Would consumers like to choose and pay for channels on an ala carte basis Bert?

Can they get it?

Markets only respond to consumer desires when they exist. In the absence of 
market forces, monopoly rents can and do become the norm. 

> And Craig replies today,
> 
>> ALL OF THIS is your imagination working over time. None of
>> this has happened.
> 
> Hey Craig! Wake up! This is what Sony and Viacom are doing. (Do you want me 
> to post from over a year ago, where I mentioned Amazon instead of Sony?) This 
> is what ESPN is considering. Waxing loquacious about what happened in TV 
> decades ago gets sort of boring after awhile, doesn't it? Everybody knows 
> what happened in the past. We're talking about TV of the future, not what 
> everyone already knows.

We are talking about TV of the present and what powerful oligopolies are doing 
to control its evolution so that they can preserve their lucrative oligopolies.

Sony and Viacom are simply writing the next chapter of this story. 

Amazon and Netflix are building collections of "used" content they are 
licensing from the congloms, with a few new original programs to help sell 
their bundles.
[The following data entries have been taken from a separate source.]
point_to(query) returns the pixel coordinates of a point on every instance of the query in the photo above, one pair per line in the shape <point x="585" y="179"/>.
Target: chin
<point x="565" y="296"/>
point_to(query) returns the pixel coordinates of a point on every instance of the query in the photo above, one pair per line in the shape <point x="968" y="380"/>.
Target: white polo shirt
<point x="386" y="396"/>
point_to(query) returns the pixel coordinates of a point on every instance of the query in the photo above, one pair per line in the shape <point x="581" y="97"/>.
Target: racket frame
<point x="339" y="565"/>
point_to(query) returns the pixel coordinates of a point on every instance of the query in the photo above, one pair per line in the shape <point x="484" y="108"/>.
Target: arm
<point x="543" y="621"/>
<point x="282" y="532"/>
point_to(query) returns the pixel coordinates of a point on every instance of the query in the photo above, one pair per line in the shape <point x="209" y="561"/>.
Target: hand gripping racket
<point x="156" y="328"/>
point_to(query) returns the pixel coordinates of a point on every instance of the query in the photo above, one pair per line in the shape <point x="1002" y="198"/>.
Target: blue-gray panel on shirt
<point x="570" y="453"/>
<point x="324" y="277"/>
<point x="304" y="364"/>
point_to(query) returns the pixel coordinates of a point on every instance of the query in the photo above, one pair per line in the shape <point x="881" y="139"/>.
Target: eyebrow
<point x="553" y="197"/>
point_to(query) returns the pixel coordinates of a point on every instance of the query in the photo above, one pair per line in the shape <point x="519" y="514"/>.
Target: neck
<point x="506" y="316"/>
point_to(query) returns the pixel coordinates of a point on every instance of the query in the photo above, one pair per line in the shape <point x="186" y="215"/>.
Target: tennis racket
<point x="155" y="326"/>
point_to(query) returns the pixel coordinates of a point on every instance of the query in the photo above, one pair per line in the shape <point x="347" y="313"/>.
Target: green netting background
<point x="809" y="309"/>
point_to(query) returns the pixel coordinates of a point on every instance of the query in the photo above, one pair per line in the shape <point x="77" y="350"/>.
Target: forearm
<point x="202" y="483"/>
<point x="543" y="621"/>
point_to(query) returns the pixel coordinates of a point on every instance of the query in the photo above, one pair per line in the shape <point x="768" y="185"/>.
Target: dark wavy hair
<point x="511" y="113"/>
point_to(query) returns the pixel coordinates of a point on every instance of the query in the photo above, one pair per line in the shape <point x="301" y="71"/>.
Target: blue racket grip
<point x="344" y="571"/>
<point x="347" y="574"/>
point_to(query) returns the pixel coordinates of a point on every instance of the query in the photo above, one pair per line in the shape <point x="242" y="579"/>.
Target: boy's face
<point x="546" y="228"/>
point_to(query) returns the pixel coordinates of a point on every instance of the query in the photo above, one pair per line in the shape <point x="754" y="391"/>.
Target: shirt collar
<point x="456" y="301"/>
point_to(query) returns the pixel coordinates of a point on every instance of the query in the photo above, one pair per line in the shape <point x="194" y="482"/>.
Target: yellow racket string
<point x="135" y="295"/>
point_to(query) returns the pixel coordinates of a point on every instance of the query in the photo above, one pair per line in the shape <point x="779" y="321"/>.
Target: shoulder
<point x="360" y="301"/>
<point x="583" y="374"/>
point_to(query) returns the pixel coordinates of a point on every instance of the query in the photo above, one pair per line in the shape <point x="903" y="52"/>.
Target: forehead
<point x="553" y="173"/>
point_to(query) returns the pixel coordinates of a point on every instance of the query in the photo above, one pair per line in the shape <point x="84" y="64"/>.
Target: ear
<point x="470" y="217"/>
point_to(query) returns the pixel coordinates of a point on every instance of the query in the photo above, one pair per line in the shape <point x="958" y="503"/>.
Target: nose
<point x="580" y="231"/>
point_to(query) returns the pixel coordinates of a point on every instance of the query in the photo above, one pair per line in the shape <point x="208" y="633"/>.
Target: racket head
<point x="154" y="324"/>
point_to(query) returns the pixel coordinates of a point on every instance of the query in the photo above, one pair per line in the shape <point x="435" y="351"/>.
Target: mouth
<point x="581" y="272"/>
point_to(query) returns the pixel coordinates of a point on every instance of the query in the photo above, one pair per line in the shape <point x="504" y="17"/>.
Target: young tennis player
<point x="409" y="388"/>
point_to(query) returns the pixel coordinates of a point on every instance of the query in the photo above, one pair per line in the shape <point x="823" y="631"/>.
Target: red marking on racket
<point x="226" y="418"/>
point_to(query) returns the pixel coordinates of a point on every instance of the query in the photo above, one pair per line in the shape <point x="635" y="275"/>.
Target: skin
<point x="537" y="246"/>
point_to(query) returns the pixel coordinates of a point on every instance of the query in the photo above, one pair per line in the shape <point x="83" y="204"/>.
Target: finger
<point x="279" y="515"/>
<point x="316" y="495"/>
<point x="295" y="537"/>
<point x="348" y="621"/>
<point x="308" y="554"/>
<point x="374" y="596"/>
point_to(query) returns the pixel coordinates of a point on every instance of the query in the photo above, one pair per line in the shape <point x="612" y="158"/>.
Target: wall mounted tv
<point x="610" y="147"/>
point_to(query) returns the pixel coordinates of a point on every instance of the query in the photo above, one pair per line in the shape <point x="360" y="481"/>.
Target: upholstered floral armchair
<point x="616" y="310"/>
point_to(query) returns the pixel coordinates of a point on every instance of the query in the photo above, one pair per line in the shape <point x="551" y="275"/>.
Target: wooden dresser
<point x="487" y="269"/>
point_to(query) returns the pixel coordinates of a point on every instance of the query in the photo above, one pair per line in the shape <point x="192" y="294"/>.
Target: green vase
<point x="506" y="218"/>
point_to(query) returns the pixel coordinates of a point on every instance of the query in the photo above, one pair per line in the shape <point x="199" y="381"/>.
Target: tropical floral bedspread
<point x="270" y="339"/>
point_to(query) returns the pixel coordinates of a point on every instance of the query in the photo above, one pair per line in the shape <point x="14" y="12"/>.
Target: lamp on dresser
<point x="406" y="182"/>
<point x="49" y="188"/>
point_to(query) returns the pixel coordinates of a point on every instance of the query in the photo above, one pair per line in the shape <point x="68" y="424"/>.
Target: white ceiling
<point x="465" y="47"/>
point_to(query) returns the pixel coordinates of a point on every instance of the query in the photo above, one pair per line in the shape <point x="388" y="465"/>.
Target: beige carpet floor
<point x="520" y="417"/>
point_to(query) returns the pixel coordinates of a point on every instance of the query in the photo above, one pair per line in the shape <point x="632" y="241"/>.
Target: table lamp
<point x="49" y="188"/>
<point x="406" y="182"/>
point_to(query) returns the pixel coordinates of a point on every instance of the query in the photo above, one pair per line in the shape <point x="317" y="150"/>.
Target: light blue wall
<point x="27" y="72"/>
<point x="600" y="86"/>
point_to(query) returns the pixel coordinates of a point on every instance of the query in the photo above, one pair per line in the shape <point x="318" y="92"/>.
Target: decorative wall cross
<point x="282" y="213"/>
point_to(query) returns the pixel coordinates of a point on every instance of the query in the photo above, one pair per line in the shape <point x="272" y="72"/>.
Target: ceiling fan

Consumers love commercial free VOD; but most subscribe to the 
bundle for the exclusive stuff like ESPN, just as they subscribe to Netflix to 
watch House of Card or Orange is the New Black.
> 
>>> Like I said, broader distribution, perhaps even without
>>> subscription fee, can end up being even more profitable.
> 
>> Seriously?
> 
> Again, Craig, argue with Skipper. Here's the quote from the NYT article. And 
> please, READ THESE so you don’t keep arguing in circles:
> 
> http://www.nytimes.com/2013/08/27/sports/ncaafootball/to-defend-its-empire-espn-stays-on-offensive.html?pagewanted=all&_r=0
> 
> "According to ESPN President John Skipper, they're trying a new strategy in 
> where they are they believe there could be more profit by engaging digital 
> content with on-screen ads and a direct-to-consumer strategy."
> 
> What is there not to understand, Craig?

The audience Bert. This experiment is related to a sport that does not attract 
enough eyeballs to generate good ratings and ad revenues on the ESPN channels. 
As I pointed out, ESPN has many businesses, not just the MVPD CHANNELS. 

What you choose not to understand is that there is no There, There. ESPN CANNOT 
expand their audience enough with free ad supported OTT delivery to make up for 
the $25 billion in subscribers fees they collect each year.
> 
>> Guess you missed that part.
> 
> Sorry, Craig, Forbes' article did not address the fact that 2 out of 3 
> non-subscribers used to be shackled to an MVPD. John Skipper gets this. He's 
> not satisfied even with a 10 percent drop. How is it you don't get this?

Because it is unrelated nonsense. 

Skipper said that a 10% drop would hurt ESPN. He ALSO said that such a drop is 
highly unlikely.

As for former subscribers, there are many possible reasons why they cut the 
cord. The economy continues to take its toll...
> 
> If it's not the case today, it tends to blindside you, eh?

You are trying to extrapolate a future based on a bunch of predictions of what 
could happen. I prefer to argue based on reality and what IS happening.